Hace seis años, ha contado He, Huawei se vio forzado a desarrollar un sistema completamente nuevo de fabricación de chips por dos motivos fundamentales. El primero, porque Estados Unidos prohibió, al final del primer mandato de Donald Trump, que se exportara a China el software de diseño cuya propiedad intelectual controla y forzó al fabricante holandés de litografía avanzada ASML    a no vender a China sus líneas EUV. También prohibió que TSMC fabricara para Huawei procesadores para smartphones pese a haber sido diseñados por la compañía china.
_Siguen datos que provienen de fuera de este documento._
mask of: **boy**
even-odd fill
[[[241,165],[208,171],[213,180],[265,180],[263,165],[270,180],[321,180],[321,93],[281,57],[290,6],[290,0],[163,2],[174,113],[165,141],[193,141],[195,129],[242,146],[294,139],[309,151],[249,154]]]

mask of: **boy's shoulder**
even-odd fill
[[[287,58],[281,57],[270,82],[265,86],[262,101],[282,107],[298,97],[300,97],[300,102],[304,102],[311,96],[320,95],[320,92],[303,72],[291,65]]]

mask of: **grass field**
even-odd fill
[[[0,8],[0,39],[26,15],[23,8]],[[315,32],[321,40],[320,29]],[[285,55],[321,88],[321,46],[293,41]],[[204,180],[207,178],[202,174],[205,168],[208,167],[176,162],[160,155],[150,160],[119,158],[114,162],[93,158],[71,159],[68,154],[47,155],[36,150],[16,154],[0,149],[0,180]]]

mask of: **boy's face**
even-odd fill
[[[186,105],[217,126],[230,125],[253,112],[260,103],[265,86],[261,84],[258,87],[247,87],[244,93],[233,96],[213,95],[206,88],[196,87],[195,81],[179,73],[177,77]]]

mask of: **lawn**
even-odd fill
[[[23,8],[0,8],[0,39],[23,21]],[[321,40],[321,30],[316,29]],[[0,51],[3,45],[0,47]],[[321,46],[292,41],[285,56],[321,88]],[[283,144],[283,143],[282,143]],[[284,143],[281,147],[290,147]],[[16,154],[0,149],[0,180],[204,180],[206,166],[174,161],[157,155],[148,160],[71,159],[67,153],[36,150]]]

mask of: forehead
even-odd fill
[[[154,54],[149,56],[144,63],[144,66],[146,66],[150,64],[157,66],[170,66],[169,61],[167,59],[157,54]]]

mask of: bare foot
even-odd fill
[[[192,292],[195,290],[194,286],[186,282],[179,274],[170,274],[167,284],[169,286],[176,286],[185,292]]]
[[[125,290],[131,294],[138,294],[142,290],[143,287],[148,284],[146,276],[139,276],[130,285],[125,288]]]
El segundo motivo esgrimido es que en 2020 ya se veían las consecuencias del embargo tecnológico contra China, pero también que la fabricación de semiconductores avanzados se acercaba a un callejón sin salida. Gracias a un aumento colosal de las inversiones, TSMC ha logrado seguir el ritmo de miniaturización, mientras que Intel y Samsung sólo recientemente han podido lucir un porcentaje de chips sin defectos aceptable con tecnologías similares. Este segundo motivo es lo que decidió a He, con el pleno respaldo de la más alta dirección, a emprender ese nuevo camino del que seis años después puede presumir.

La prensa estadounidense ha sido muy recatada en la presentación de este anuncio. Desde su primera presidencia, Donald Trump dejó diseñada una estrategia, prolongada por Joe Biden, cuyo objetivo era evitar que Huawei (y China) pudieran acceder a la tecnología última de fabricación de chips. Ciertamente, el anuncio chino de mayo torpedea esa estrategia.